Artlist CIO on the Future of AI Video Generation

Spilling the digital beans on AI. Interviews at the cutting edge

'This Year, You'll Be Able to Direct AI Video in Real Time Like You're on a Film

Interview with Joshua Davies, Chief Innovation Officer at Artlist

Joshua Davies is the Chief Innovation Officer at Artlist, the creative platform behind some of the most advanced AI video generation tools available today.

I got the chance to interview him at the Artlist Studio launch in NYC. Artlist had already caught my attention for how seriously they're approaching the AI side of video creation, but talking to Joshua made it clear just how far ahead they're thinking. He has a genuinely rare grasp of where this technology is going, and this conversation is full of insights I hadn't heard anywhere else.

I test Artlist regularly for my AI video generator comparison, so it was great to see where we're going in the near future with this platform.

The Interview

Lili: As Chief Innovation Officer at Artlist, you must have a much better sense of where video AI is actually heading. Can you talk about that?

Joshua: Right now, you still hit this wall where you click a button, wait several minutes, and a video comes out that isn't quite what you had in mind. But that's changing fast. Pretty much this year, if not early next year, companies like Google will have world models where you can interact with the AI in real time. You'll be able to put all your pieces together live, position the camera where you want, direct your actors how you want. The closest thing we have right now is doing that in 3D inside a game engine, but this will be generative AI running in real time. It will still be software, because you're still going to want all the familiar controls: the lens, the camera, the staging. But it's going to require everyone in this space to move really, really fast.

Lili: And where do AI agents fit into all of this?

Joshua: AI agents are really about helping people who don't want to think about AI at all, which is hopefully most of us. Right now, if you want to edit an image, you use one tool. If you want to generate an image, you use another.
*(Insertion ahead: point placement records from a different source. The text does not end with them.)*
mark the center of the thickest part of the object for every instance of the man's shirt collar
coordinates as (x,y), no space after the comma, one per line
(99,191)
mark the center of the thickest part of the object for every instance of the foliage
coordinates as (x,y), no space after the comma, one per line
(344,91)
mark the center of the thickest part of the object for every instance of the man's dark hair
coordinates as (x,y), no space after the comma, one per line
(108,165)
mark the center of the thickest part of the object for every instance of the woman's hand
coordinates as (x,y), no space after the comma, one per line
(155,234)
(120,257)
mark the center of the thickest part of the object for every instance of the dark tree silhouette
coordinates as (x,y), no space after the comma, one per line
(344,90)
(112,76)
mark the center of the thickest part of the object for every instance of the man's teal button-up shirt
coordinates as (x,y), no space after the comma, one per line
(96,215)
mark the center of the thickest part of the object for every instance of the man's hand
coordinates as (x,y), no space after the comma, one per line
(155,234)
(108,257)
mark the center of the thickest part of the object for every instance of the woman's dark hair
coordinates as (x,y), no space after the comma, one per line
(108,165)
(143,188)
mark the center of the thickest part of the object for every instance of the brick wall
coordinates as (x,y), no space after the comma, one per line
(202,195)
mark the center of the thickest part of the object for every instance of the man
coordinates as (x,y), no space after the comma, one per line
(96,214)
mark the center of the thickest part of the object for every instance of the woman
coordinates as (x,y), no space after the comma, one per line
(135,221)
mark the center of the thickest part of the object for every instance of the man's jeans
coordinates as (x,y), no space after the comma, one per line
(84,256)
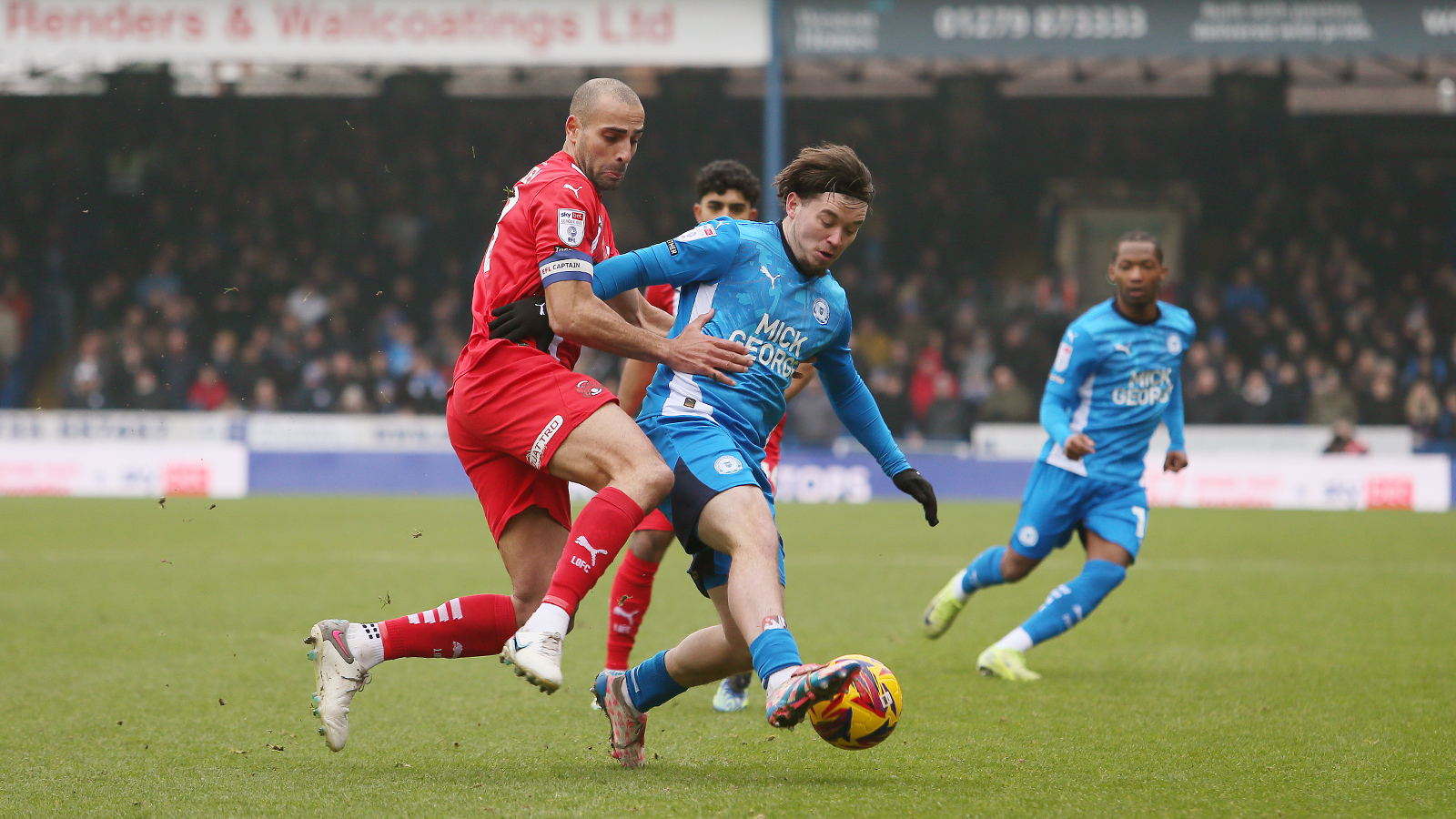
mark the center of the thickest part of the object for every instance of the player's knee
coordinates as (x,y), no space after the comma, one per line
(1016,566)
(655,480)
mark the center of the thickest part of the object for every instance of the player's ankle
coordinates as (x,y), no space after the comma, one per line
(548,618)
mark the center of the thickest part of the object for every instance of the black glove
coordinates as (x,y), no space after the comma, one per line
(523,321)
(914,484)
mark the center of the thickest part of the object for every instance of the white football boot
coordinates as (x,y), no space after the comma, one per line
(339,676)
(536,656)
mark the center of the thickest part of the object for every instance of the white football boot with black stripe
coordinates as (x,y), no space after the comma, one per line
(339,676)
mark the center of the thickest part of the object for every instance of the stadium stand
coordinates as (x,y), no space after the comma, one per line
(317,254)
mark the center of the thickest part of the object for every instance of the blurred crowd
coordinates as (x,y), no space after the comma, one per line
(318,256)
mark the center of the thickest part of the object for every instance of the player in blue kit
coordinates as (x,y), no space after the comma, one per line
(1114,379)
(769,288)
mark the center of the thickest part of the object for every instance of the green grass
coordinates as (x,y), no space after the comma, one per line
(1256,663)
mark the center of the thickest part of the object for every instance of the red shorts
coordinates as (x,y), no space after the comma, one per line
(507,414)
(659,522)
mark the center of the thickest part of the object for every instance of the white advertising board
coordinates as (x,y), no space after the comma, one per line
(124,468)
(1419,482)
(383,33)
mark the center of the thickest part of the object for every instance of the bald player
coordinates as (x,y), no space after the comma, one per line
(523,424)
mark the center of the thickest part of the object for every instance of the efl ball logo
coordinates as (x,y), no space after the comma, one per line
(864,713)
(571,227)
(727,465)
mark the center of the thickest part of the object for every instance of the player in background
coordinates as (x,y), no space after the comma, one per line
(524,424)
(769,286)
(1116,378)
(724,188)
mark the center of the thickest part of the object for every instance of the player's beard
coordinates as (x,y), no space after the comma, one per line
(603,182)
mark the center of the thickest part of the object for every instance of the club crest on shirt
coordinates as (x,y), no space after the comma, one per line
(701,232)
(571,227)
(1063,358)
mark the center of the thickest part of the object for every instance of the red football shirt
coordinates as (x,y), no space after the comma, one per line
(553,228)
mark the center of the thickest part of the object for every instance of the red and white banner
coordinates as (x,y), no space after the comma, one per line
(124,468)
(1419,482)
(382,33)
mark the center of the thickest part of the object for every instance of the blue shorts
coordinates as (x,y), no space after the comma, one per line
(1057,503)
(706,460)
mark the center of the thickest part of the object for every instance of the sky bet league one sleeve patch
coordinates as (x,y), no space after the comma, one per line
(571,227)
(701,232)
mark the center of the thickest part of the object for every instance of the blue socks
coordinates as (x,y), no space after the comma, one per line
(774,651)
(1074,601)
(650,685)
(983,571)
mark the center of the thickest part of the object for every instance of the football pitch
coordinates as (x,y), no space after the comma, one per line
(1254,663)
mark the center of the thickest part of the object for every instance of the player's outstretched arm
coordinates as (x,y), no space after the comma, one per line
(1177,457)
(858,411)
(581,317)
(1077,359)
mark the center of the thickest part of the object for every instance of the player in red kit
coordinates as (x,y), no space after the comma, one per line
(524,424)
(723,188)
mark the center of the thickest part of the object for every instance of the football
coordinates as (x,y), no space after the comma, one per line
(864,713)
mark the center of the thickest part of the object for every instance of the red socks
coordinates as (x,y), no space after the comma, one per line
(465,627)
(631,595)
(593,544)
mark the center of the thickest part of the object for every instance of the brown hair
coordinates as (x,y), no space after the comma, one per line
(1139,237)
(728,175)
(826,169)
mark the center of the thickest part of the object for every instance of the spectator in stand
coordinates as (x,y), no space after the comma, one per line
(177,369)
(895,405)
(11,337)
(1257,399)
(87,375)
(266,397)
(146,390)
(1343,440)
(424,389)
(945,419)
(1008,401)
(160,283)
(1380,405)
(1445,430)
(208,390)
(225,361)
(1330,401)
(1423,411)
(929,378)
(976,372)
(1205,401)
(1290,398)
(812,417)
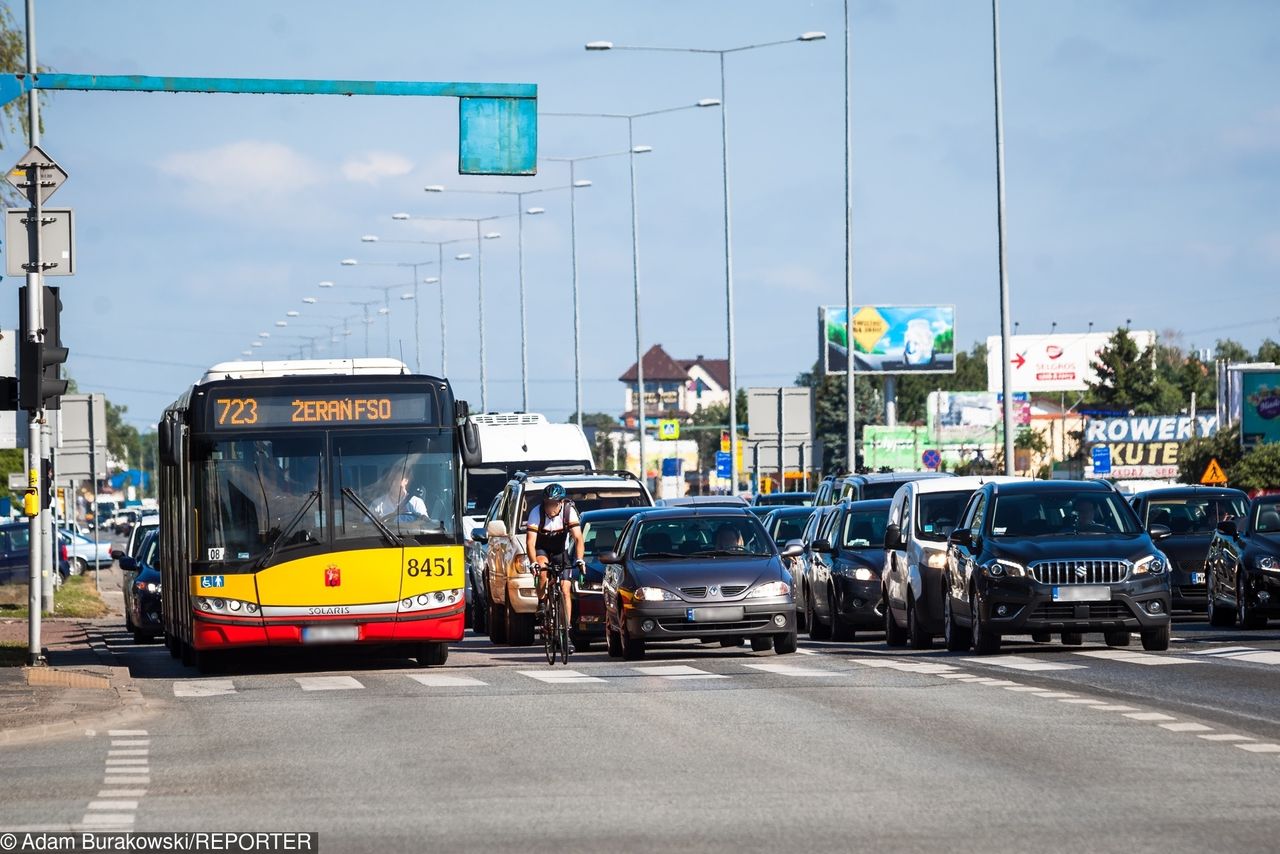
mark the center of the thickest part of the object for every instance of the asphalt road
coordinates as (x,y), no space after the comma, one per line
(844,747)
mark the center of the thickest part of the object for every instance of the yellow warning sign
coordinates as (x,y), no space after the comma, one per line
(1214,473)
(869,327)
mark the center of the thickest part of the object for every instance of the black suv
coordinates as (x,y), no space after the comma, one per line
(1060,556)
(1192,514)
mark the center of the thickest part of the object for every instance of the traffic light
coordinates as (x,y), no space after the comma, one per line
(40,386)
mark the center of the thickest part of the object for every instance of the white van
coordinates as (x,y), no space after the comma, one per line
(920,520)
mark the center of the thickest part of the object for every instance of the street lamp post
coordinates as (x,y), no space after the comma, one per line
(632,150)
(728,250)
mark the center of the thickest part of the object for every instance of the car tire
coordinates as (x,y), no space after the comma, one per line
(984,640)
(956,638)
(433,654)
(632,649)
(1156,639)
(915,633)
(1244,615)
(497,624)
(1118,638)
(818,630)
(520,629)
(894,634)
(785,644)
(1217,616)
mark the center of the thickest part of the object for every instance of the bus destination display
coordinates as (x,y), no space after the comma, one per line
(233,411)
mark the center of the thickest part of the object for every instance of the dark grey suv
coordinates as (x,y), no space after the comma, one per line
(1046,557)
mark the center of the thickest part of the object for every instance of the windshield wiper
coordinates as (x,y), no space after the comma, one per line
(288,529)
(392,539)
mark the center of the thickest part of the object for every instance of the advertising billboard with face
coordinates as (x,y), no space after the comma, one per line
(890,339)
(1061,362)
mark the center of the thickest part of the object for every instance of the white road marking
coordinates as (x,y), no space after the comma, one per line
(1133,657)
(676,672)
(328,683)
(444,680)
(204,688)
(791,670)
(1019,662)
(558,676)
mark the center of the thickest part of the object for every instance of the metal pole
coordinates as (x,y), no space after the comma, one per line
(728,287)
(1005,369)
(35,324)
(484,378)
(850,427)
(577,323)
(524,328)
(635,287)
(444,357)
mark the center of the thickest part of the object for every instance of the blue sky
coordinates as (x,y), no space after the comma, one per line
(1142,153)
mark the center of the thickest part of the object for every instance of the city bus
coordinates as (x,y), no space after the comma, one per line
(312,502)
That's ridiculous, and we shouldn't have to do it. The agent handles that. You just tell it what you want, and it figures out which tool to use behind the scenes.

Lili: What about audio? If we're making something right now, even with tools like Veo 3 with native audio, everything still has to be managed separately. The sounds, the ambience, all of it.

Joshua: There's definitely work happening there. We're doing things inside Studio to give users more control. And there's strong evidence that the next versions of Veo and similar models will let you feed in a reference audio, so the output actually generates in the voice or sound profile you want. The truth is, pretty much every problem creators are running into is shared by hundreds of thousands of people around the world. Everyone knows what needs to be fixed. It's just not moving as fast as we'd like, because we want it now.

Lili: And on the other hand, it's all moving so fast already. Like, what do we even expect?

Joshua: Yeah, it's wild. It's a lot. But it's very exciting.